参与艾滋病毒形成的蛋白质结构图完成
Researchers at the University of Iowa Carver College of Medicine and University of Nebraska Medical Center (UNMC) have created a three-dimensional picture of an important protein that is involved in how HIV -- the virus responsible for AIDS -- is produced inside human cells. The picture may help researchers design drugs that can prevent HIV from reproducing. The research team, led by David Price, Ph.D., UI professor of biochemistry, and Tahir Tahirov, Ph.D., professor of structural biology at the Eppley Institute at UNMC, combined expertise(专门技术) in protein chemistry and X-ray crystallography(结晶学) -- a technique for observing protein structures -- to produce the first crystal structure of the HIV protein called Tat. The structure shows Tat attached to the human protein (P-TEFb) that the virus hijacks during infection.

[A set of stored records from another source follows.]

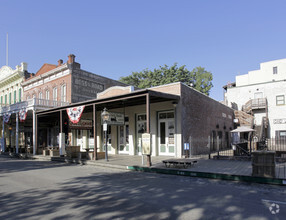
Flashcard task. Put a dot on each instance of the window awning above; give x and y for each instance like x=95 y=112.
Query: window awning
x=242 y=129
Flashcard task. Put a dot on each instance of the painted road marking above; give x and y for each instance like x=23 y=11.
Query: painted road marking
x=272 y=201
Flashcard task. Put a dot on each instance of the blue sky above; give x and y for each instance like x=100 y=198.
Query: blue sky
x=117 y=37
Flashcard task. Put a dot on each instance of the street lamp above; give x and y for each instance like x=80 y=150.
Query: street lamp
x=105 y=117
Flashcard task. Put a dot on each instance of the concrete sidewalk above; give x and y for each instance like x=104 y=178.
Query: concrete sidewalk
x=221 y=169
x=232 y=167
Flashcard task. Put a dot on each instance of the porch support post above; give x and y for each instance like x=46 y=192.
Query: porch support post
x=149 y=163
x=35 y=129
x=3 y=137
x=94 y=133
x=61 y=136
x=17 y=133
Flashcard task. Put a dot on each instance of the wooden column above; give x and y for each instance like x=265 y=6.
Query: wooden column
x=149 y=163
x=35 y=129
x=17 y=132
x=94 y=133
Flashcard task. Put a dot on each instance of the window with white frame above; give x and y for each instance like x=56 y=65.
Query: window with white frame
x=40 y=98
x=280 y=100
x=55 y=94
x=40 y=95
x=63 y=93
x=275 y=70
x=47 y=94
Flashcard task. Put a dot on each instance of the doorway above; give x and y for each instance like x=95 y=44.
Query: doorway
x=123 y=131
x=166 y=133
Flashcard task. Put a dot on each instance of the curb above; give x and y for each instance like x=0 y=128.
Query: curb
x=221 y=176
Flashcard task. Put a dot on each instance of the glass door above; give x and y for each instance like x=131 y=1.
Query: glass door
x=123 y=131
x=166 y=135
x=79 y=141
x=140 y=129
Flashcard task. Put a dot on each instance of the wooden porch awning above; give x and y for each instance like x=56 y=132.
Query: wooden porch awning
x=126 y=100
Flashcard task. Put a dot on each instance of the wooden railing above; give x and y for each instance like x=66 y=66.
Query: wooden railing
x=260 y=103
x=31 y=103
x=244 y=118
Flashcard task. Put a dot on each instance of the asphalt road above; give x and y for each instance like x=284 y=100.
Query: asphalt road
x=49 y=190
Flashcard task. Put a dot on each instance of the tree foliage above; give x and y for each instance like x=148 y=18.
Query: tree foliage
x=198 y=78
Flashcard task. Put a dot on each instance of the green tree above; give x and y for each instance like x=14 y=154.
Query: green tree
x=198 y=78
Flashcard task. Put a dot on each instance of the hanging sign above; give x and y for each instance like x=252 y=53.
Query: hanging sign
x=75 y=113
x=115 y=119
x=146 y=143
x=6 y=117
x=23 y=114
x=81 y=125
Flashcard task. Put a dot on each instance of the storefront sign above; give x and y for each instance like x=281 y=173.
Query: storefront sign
x=81 y=125
x=75 y=113
x=146 y=143
x=6 y=117
x=279 y=121
x=115 y=119
x=186 y=146
x=23 y=114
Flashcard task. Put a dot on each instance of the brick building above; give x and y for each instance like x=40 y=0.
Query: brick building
x=52 y=86
x=172 y=114
x=65 y=82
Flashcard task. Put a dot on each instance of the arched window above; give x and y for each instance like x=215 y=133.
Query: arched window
x=55 y=94
x=63 y=93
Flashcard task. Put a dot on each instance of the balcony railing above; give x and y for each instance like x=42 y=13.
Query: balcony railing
x=45 y=103
x=252 y=104
x=41 y=103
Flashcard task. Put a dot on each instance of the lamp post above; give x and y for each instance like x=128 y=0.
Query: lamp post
x=105 y=118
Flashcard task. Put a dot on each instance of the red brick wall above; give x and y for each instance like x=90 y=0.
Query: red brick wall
x=50 y=86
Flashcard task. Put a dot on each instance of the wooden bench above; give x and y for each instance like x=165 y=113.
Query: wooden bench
x=179 y=162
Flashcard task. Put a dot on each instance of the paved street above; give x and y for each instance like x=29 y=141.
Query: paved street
x=47 y=190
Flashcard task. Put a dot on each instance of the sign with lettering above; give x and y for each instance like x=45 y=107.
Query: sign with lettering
x=186 y=146
x=279 y=121
x=23 y=114
x=6 y=117
x=81 y=125
x=146 y=143
x=75 y=113
x=115 y=119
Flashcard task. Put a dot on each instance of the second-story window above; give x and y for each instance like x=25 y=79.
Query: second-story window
x=280 y=100
x=40 y=95
x=15 y=96
x=63 y=93
x=55 y=94
x=275 y=70
x=20 y=95
x=47 y=94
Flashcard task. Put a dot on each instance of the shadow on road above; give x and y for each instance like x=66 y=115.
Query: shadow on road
x=130 y=195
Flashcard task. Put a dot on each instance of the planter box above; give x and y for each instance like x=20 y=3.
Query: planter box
x=263 y=164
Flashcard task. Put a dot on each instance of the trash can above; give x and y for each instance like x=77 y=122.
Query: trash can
x=263 y=164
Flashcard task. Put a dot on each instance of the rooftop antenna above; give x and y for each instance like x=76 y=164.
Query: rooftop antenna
x=7 y=50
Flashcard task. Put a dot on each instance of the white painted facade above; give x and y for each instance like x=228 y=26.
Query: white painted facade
x=268 y=82
x=11 y=90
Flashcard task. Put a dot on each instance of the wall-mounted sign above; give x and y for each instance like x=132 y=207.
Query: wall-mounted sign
x=146 y=143
x=115 y=119
x=186 y=146
x=75 y=113
x=279 y=121
x=81 y=125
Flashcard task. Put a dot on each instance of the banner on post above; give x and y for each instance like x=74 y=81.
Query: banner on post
x=75 y=113
x=23 y=114
x=6 y=117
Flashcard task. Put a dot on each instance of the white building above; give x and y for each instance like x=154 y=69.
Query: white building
x=261 y=93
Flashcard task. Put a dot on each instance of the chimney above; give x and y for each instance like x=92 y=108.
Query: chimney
x=60 y=62
x=71 y=58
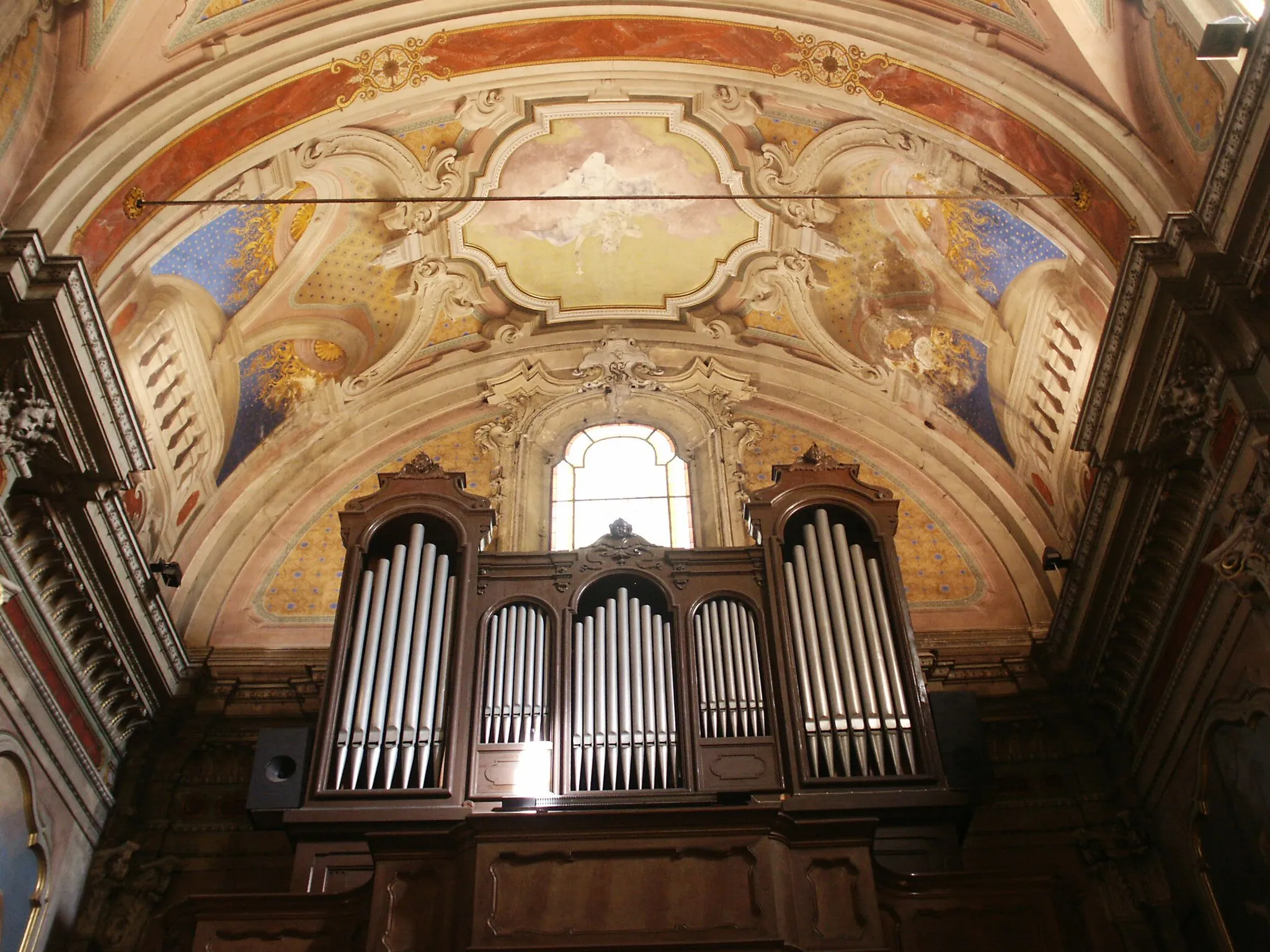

The structure shows how Tat latches on to this particular human protein and how the interaction alters the shape of the human protein. The study is published in the June 10 issue of the journal Nature.
"We have solved the long sought-after structure of an important HIV protein," Price said. "Now that we know the details of the interaction between Tat and P-TEFb, it may be possible to design inhibitors that target P-TEFb only when it is interacting with Tat."
This distinction(差别,区别) is important because although inhibiting P-TEFb blocks replication of the HIV virus, P-TEFb is a vital protein in human cells and inhibiting it kills cells. If an inhibitor could be designed that distinguishes between the P-TEFb attached to Tat and the form that is normal in human cells, that drug might target HIV replication without harming normal cell function.
Such compounds could be useful in combination with existing anti-HIV drugs to further reduce viral levels in HIV-infected individuals.
In addition, drugs that target P-TEFb may also be useful in treating drug-resistant HIV, which is a growing problem. The HIV virus mutates very easily and can develop resistance to current drug that target viral proteins. Targeting a human protein like P-TEFb that the virus needs but cannot mutate may be a successful strategy to counter drug-resistant HIV.